NVIDIA Resiliency Extension
Type: Library Tags: NVIDIA, NVRx, resiliency, fault tolerance, distributed training, PyTorch, checkpointing, straggler detection, Slurm, Megatron Bridge, NeMo, AI factory Related: NeMo-Megatron-Bridge, Megatron-Core, Megatron-LM, NeMo-RL, NVIDIA-NeMo, Nemotron-Training-Recipes, PyTorch, NVIDIA-Mission-Control, NVIDIA-NVSentinel, NVIDIA-Fleet-Intelligence, NVIDIA-DGX, NVIDIA-Optimized-Frameworks Sources: https://nvidia.github.io/nvidia-resiliency-ext/, https://github.com/NVIDIA/nvidia-resiliency-ext, https://docs.nvidia.com/nemo/megatron-bridge/latest/training/resiliency.html, https://docs.nvidia.com/mission-control/index.html Last Updated: 2026-04-29
Summary
NVIDIA Resiliency Extension (NVRx, nvidia-resiliency-ext) is NVIDIA’s Python package for adding fault-tolerant behavior to large-scale distributed PyTorch training. Current NVIDIA docs and project documentation position it as the job-level resiliency layer behind features such as hang detection, automatic restart, in-process restart, async checkpointing, local checkpointing, straggler detection, distributed logging, and shared resiliency utilities.
Detail
Purpose
At large GPU counts, training failures are normal: nodes hang, ranks slow down, network paths glitch, and jobs hit preemption or time limits. NVRx improves effective training time by detecting failures earlier, reducing lost work with checkpointing, and restarting training automatically where possible.
This page is the canonical wiki home for the NVRx package. The individual feature guides, APIs, examples, callbacks, and logging utilities stay folded into this page unless NVIDIA publishes a separate durable product/topic around them.
Current feature scope
The public NVRx docs list the following major areas:
- Fault tolerance: hang detection and automatic in-job restarting.

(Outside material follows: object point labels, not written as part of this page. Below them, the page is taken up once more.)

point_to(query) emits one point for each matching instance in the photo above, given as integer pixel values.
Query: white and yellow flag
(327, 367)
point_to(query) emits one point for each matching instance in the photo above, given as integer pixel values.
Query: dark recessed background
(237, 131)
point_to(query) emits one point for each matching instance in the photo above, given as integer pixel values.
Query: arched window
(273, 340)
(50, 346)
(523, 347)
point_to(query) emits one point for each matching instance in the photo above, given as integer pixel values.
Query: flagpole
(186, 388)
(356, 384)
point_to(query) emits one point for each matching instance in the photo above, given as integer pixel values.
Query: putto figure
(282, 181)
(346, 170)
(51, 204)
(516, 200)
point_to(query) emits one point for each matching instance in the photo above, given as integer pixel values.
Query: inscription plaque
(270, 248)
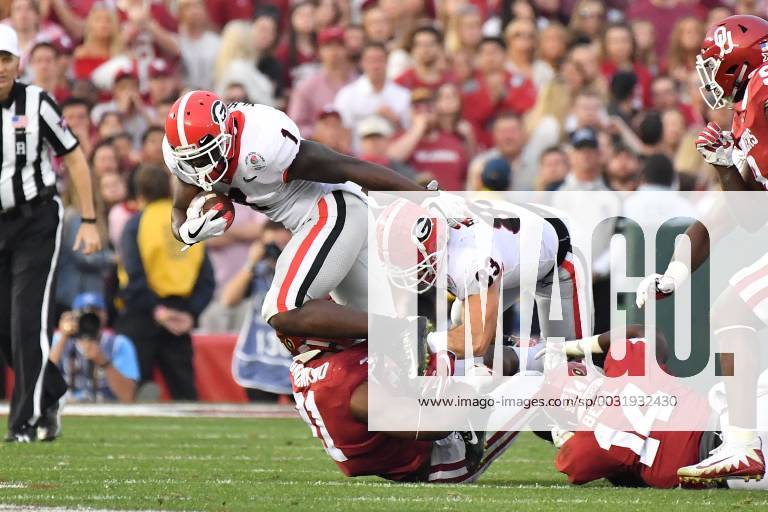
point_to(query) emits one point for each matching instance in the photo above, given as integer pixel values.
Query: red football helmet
(199, 131)
(405, 230)
(731, 51)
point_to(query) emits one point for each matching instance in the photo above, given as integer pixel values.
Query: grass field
(274, 464)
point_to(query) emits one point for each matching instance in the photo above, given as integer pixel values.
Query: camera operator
(98, 364)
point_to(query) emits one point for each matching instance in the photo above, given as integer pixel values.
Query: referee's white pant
(29, 253)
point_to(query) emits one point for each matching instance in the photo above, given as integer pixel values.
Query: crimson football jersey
(750, 127)
(322, 388)
(653, 456)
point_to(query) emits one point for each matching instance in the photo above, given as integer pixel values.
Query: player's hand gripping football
(661, 285)
(202, 228)
(715, 145)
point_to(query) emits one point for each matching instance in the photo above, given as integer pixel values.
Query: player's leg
(314, 264)
(738, 313)
(561, 309)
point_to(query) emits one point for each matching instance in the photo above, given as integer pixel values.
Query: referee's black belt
(563, 238)
(26, 208)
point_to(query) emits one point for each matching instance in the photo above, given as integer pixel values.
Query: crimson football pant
(29, 251)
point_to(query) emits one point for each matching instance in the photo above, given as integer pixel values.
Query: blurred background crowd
(478, 94)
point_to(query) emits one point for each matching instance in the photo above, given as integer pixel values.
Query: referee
(31, 128)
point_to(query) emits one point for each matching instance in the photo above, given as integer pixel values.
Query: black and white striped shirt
(31, 127)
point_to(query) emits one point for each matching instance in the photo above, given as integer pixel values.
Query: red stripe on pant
(568, 266)
(298, 259)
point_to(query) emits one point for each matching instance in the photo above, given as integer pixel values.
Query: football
(220, 203)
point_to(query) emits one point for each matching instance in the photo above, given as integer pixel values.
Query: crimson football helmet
(199, 131)
(731, 51)
(405, 230)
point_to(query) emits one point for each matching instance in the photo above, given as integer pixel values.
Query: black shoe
(49, 426)
(474, 443)
(26, 434)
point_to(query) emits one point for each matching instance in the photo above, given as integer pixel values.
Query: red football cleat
(730, 460)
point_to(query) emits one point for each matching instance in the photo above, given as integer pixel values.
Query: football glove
(202, 228)
(715, 145)
(661, 285)
(450, 207)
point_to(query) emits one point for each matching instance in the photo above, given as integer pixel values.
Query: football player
(331, 393)
(483, 260)
(733, 74)
(255, 155)
(646, 456)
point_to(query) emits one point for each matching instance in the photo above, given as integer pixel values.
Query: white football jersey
(267, 141)
(482, 252)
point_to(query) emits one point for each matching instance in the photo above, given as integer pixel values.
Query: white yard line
(177, 410)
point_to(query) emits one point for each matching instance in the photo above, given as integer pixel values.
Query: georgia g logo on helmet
(219, 112)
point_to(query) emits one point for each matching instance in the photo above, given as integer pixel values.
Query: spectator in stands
(330, 130)
(494, 89)
(77, 114)
(297, 49)
(98, 365)
(509, 142)
(428, 69)
(552, 46)
(553, 167)
(316, 91)
(25, 19)
(586, 170)
(135, 115)
(521, 38)
(665, 93)
(496, 175)
(587, 20)
(646, 205)
(376, 25)
(624, 102)
(222, 12)
(465, 30)
(432, 152)
(226, 252)
(152, 146)
(199, 44)
(619, 55)
(684, 46)
(148, 30)
(166, 289)
(161, 85)
(663, 14)
(623, 169)
(586, 58)
(78, 272)
(372, 94)
(101, 41)
(645, 38)
(110, 125)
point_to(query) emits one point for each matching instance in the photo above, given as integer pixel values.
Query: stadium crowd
(478, 94)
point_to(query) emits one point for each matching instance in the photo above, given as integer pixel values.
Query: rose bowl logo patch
(255, 161)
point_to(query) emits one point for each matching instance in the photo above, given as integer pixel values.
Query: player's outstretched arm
(317, 162)
(183, 193)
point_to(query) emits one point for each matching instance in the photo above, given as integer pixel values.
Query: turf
(274, 464)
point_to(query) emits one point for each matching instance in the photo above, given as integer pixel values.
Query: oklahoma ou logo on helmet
(219, 112)
(723, 39)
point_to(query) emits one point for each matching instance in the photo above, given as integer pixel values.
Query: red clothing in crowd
(444, 156)
(479, 108)
(409, 80)
(644, 79)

- In-process restart: restart within the same process when supported by the failure mode and launcher.
- Async checkpointing: non-blocking checkpoint writes.
- Local checkpointing: fast local saves with replication.
- Straggler detection: identifying slower ranks or GPUs.
- Shared utilities and distributed logging, including the NVRx logger.
Current NeMo-Megatron-Bridge resiliency docs summarize the production/experimental split:
- Fault tolerance, NVRx straggler detection, preemption, async checkpoint save, and local checkpointing are production-oriented.
- Re-run state machine and in-process restart are described as experimental.
- Some capabilities are Slurm-only, while others can work across clusters more broadly.
NVIDIA stack context
NVRx sits below framework workflows and above the cluster substrate:
- NeMo-Megatron-Bridge incorporates NVRx resilient training features.
- Megatron-Core and Megatron-LM provide the training scale where job-level resiliency becomes important.
- Nemotron-Training-Recipes and NeMo-RL are examples of long-running training/post-training workflows that can benefit from fault detection, checkpointing, and restart patterns.
- NVIDIA-Mission-Control references NVRx in its autonomous job recovery software stack, while also noting that NVRx is installed separately rather than bundled directly.
- NVIDIA-NVSentinel and NVIDIA-Fleet-Intelligence are adjacent operations tools, but they focus on node/fleet health and remediation rather than in-training Python job recovery.
Practical boundaries
NVRx does not replace checkpoint design, storage planning, Slurm policy, GPU health monitoring, or cluster remediation. It is best understood as one layer in a resiliency stack: combine job-level NVRx features with storage/checkpoint strategy, NVIDIA-Mission-Control operations, NVIDIA-NVSentinel or fleet-health tooling, and normal scheduler policy.
Connections
- NeMo-Megatron-Bridge - current Bridge docs incorporate NVRx features for resilient training.
- Megatron-Core and Megatron-LM - large-scale training layers where NVRx protects long-running distributed jobs.
- NeMo-RL and Nemotron-Training-Recipes - post-training and recipe workflows that can need restart/checkpointing resiliency.
- NVIDIA-NeMo - broader framework family around Bridge, RL, Run, and training workflows.
- PyTorch - NVRx is a Python package for PyTorch-based distributed workloads.
- NVIDIA-Mission-Control - AI factory operations layer that references NVRx for autonomous job recovery.
- NVIDIA-NVSentinel and NVIDIA-Fleet-Intelligence - adjacent node/fleet health tools that complement, but do not replace, job-level resiliency.
- NVIDIA-DGX and NVIDIA-Optimized-Frameworks - system and container context for large-scale training environments where NVRx may be deployed.
Source Excerpts
- NVIDIA docs describe NVRx as tools developed by NVIDIA to improve large-scale distributed training resiliency.
- Current Bridge docs state that Megatron Bridge incorporates resilient training features from NVIDIA Resiliency Extension.
- Mission Control docs note that NVRx is part of the autonomous job recovery software stack but must be installed separately.